Let’s explore this shift in mindset through three key lenses.
1. The Illusion of Control in Business Exits
Many business owners operate under the belief that if they build a great company, buyers will line up with top-dollar offers. While that might have been true in a booming economy, the reality is more complex.
M&A markets fluctuate. Deal structures evolve. Buyers don’t always behave rationally. Even the best-run businesses can struggle to attract serious offers if external conditions aren’t right.
Key uncontrollables in a business exit:
Market conditions – Economic downturns, interest rates, and industry shifts affect valuations.
Buyer behaviour – You can’t force a buyer to see value in your business.
Deal structures – Earn-outs, deferred payments, and financing terms may not be what you expect.
Even the most seasoned M&A professionals know this: the best deals don’t always go to the best businesses—they go to the best-prepared sellers.
What’s the alternative?
Instead of fixating on uncontrollable factors, focus on preparing your business to be exit-ready in any market.
This means:
✔ Strengthening recurring revenue streams.
✔ Reducing reliance on the owner.
✔ Cleaning up financials and contracts.
✔ Understanding what different types of buyers value most.
The owners who embrace this mindset don’t just hope for a great exit—they engineer one.
2. Survival Through Strategic Focus
When the exit process gets uncertain, many owners shift into survival mode. They delay selling, hoping for better conditions, or they panic and accept the first offer that comes their way.
But survival isn’t about waiting—it’s about shifting focus to what you can control.
Instead of worrying about market fluctuations, ask yourself:
Is my business de-risked for a buyer? (Will they see a future without me?)
Have I built financial resilience? (Would I still sell if the market dipped?)
Do I have multiple buyer options? (Or am I dependent on a single deal?)
The Exit-Ready Entrepreneur’s Edge
A well-prepared seller doesn’t fear market changes—they anticipate them. They build a business that’s attractive in any environment. That way, when the right moment comes, they’re ready to move fast.
Smart sellers don’t wait for the perfect storm. They build a boat that can sail in any weather.
3. The Post-Acceptance Action Framework
Once you accept that the M&A process isn’t fully controllable, what’s next? Passivity? Absolutely not. Acceptance isn’t surrender—it’s the first step to effective action.
The Three Pillars of a Resilient Exit Strategy:
Response Control
You can’t force a high valuation, but you can position your business to command one.
You can’t control every buyer’s due diligence process, but you can ensure your financials and operations are bulletproof.
Value Alignment
Not all buyers value the same things.

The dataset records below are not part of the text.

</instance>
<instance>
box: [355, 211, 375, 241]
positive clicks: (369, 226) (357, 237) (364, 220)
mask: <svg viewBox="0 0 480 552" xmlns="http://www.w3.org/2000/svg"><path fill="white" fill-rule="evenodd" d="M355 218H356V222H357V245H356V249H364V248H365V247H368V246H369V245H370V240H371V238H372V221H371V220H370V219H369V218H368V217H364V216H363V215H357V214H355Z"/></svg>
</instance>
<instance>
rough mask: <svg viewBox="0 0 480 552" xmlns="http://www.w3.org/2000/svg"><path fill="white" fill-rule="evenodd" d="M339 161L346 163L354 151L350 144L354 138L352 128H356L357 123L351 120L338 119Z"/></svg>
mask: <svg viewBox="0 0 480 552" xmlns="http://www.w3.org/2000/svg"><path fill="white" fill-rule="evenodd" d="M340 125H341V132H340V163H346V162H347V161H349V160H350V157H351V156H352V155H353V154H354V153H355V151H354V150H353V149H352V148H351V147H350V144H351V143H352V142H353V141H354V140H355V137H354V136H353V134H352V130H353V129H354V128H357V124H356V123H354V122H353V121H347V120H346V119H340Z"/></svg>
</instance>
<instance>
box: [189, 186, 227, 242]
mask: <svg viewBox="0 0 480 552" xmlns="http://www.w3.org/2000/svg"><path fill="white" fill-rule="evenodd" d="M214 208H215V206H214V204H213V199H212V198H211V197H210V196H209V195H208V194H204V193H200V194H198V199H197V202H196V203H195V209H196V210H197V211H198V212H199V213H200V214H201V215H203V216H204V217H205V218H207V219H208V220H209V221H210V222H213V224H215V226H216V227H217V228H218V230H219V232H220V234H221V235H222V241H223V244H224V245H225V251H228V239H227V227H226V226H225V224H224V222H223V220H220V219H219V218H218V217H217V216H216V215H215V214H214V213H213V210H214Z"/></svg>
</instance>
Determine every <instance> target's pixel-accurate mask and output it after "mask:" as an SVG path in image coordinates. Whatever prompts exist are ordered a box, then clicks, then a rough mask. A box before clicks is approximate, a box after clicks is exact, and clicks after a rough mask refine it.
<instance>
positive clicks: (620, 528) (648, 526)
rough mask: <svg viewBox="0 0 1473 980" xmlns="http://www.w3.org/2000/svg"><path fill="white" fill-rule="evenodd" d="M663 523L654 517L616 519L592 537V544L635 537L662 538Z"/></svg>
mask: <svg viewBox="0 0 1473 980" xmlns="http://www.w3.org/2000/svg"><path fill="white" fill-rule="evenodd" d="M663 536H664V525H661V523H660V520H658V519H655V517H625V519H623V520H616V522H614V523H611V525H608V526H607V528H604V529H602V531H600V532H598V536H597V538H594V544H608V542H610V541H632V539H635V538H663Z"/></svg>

A PE firm looks for EBITDA growth, while a strategic buyer may see opportunity in your customer base. Position your business for the right buyer, not just any buyer.
Cognitive Reframing
View setbacks as system-driven challenges, not personal failures.
If a deal falls through, don’t see it as a lost opportunity—see it as valuable intel for the next negotiation.
Here’s the key: The most successful exits happen when owners shift their mindset from “What can I get?” to “How do I make my business irresistible?”
The Paradox of Limited Agency in Exits
Many business owners believe that getting the right price is all about negotiation. While negotiation matters, deal leverage is built long before the first conversation with a buyer.
That’s why the best-prepared sellers don’t just rely on valuation multiples—they create strategic value by:
Strengthening customer retention (LTV is more important than short-term revenue).
Building a self-sustaining management team (A business dependent on the owner is a risk).
Diversifying revenue streams (Buyers love predictable cash flow).
This is the power shift. Instead of trying to control the market, they control how their business is perceived within it.
And that’s where real influence lies. Not in trying to dictate terms, but in positioning so well that buyers see value before you even ask.
Final Thought: Master Your Exit by Mastering Your Focus
The most successful business exits aren’t about controlling every factor—they’re about controlling what matters most.
✔ You can’t control the market. But you can make your business recession-proof.
✔ You can’t force a buyer to act. But you can make them want to.
✔ You can’t time the perfect exit. But you can build a business that’s ready when the moment comes.
Shift your energy to what’s within your grasp. Strengthen your exit strategy. Accept what you can’t change—and dominate what you can.
That’s how you go from hoping for a sale to engineering an extraordinary exit.
What’s in your control today? Start there.